Basically, they will follow our laws when it suits them, but when the laws of man come in conflict with the laws of God, it is always going to be the laws of God. They feel that they are above the laws of man, and lying to the outside world is okay, because they are God’s chosen ones and don’t have to live by the same standards the rest of us do.
What happens to a family when a man is thrown out of the church?
His wives and children are reassigned to other men in the community. One day a man has wives and children and the next day he is out of there. Most of the time when a man is found in disfavor [a decision made unilaterally by Warren Jeffs], he has no idea why. The wives and children can all be given to one man, or they can be distributed to different men in the community. So one day they might be going by the name of Jessup, and literally the next day they are going by the name of Barlow. The children are calling someone new “father,” and aren’t allowed to see their biological father. They can’t have any contact with him at all. Sometimes the women and children are transferred to one man, and then a year or two later that man is found in disfavor, and they are transferred to yet another man.
Why has it been such a challenge to prosecute and convict FLDS leaders and followers?
One of the biggest reasons is that it’s just easier not too. Also, they are off in a corner and stay out of sight and out of mind. And the FLDS is such a well-funded, well organized syndicate, that they are bigger than little Mohave County, Arizona or Washington County, Utah, can handle. It’s going to take the resources of the federal government because the FLDS has millions of dollars and they are in it for life.
Is there another way to bring down the group other than prosecuting them for crimes like rape and child abuse?

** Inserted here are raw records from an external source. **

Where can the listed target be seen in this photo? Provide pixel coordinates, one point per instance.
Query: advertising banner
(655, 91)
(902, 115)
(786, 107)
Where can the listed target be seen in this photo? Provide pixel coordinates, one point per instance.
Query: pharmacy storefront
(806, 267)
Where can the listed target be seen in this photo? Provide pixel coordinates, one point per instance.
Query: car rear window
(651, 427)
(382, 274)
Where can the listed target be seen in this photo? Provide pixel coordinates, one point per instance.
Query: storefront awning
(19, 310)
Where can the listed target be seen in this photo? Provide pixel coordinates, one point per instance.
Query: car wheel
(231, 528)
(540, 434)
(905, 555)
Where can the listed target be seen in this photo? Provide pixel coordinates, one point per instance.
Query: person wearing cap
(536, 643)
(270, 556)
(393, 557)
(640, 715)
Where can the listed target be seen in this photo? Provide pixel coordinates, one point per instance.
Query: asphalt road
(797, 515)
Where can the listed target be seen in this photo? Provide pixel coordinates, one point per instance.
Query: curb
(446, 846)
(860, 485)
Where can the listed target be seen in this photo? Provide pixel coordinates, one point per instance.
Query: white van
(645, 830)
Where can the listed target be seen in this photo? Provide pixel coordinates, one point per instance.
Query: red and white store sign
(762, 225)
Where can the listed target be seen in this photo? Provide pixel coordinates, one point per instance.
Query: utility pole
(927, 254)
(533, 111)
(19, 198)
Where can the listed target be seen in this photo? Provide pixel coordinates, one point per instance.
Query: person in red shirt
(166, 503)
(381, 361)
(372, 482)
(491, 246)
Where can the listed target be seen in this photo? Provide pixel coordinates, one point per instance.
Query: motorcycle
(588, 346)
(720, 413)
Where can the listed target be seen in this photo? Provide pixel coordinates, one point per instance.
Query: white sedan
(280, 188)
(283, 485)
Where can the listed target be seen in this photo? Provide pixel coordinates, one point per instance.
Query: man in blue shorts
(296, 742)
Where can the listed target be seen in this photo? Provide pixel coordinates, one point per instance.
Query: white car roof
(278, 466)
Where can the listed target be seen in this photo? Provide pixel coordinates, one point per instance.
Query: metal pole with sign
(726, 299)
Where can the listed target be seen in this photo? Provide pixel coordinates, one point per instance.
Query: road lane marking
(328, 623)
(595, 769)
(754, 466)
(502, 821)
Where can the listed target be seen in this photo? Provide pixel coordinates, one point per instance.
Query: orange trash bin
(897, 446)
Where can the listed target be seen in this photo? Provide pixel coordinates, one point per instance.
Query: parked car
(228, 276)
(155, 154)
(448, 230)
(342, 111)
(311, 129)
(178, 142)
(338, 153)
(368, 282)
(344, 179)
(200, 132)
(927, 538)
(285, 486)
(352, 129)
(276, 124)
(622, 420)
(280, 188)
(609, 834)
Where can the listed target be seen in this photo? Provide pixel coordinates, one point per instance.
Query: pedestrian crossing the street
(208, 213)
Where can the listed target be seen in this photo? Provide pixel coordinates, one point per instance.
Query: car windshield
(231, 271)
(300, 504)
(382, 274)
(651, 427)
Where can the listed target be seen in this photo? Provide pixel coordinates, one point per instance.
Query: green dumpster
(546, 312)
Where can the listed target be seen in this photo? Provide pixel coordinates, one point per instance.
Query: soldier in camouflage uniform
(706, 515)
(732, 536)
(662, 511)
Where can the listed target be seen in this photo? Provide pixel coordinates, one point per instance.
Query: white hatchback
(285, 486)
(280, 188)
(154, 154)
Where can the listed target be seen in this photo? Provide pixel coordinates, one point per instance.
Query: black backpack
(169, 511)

Yes, there are lots of ancillary crimes that are being committed—like financial crimes. They appear to be an organization that is set up to evade paying taxes. A lot of people just think of the polygamy and say, “What’s the big deal?” But there are a lot of other crimes that are initiated to cover up and perpetuate the child abuse.
What is Fumarase Deficiency and why is it so prevalent in Short Creek?
Fumarase Disease is a genetic disease that interferes with the Krebs cycle, a metabolic function that enables the body to process food at the cellular level. Development is stunted, physical deformities are frequent, organs do not function properly, and there can be powerful seizures. Over half of the world’s instances of Fumarase Deficiency are found in Short Creek, a reflection of decades of inbreeding.
What does the future hold for the church?
My fear is that this is a cultural thing with the FLDS and they struggle when someone is not telling them what to do. And my fear is that someone just as savvy as Warren Jeffs is going to continue the same practices. My hope is that the federal government will step in. I hope there is enough public outrage that the town is cleaned up and returned to some type of normalcy.
What does the future hold for Jeffs?
He is now a shell of a human being and looking for a way to become a martyr. At the same time, he can’t let go of running everybody’s life back in Short Creek. While he was awaiting trial he had access to a phone and was spending tens of thousands of dollars a month on phone calls to his lieutenants and literally micro-managing everyone’s life. Now that he’s in prison he doesn’t have as much control. But there are still people who are assigned to be there every second he has visiting time, which is every weekend. And he still gives instructions and uses every privilege he can to his advantage.
By the same token, I think the reality is starting to set in that he’s going to be in prison for the rest of his life. He can’t just come right out and kill himself, because that is such a taboo thing in his culture. But he has already tried to starve himself to death and go out as a martyr.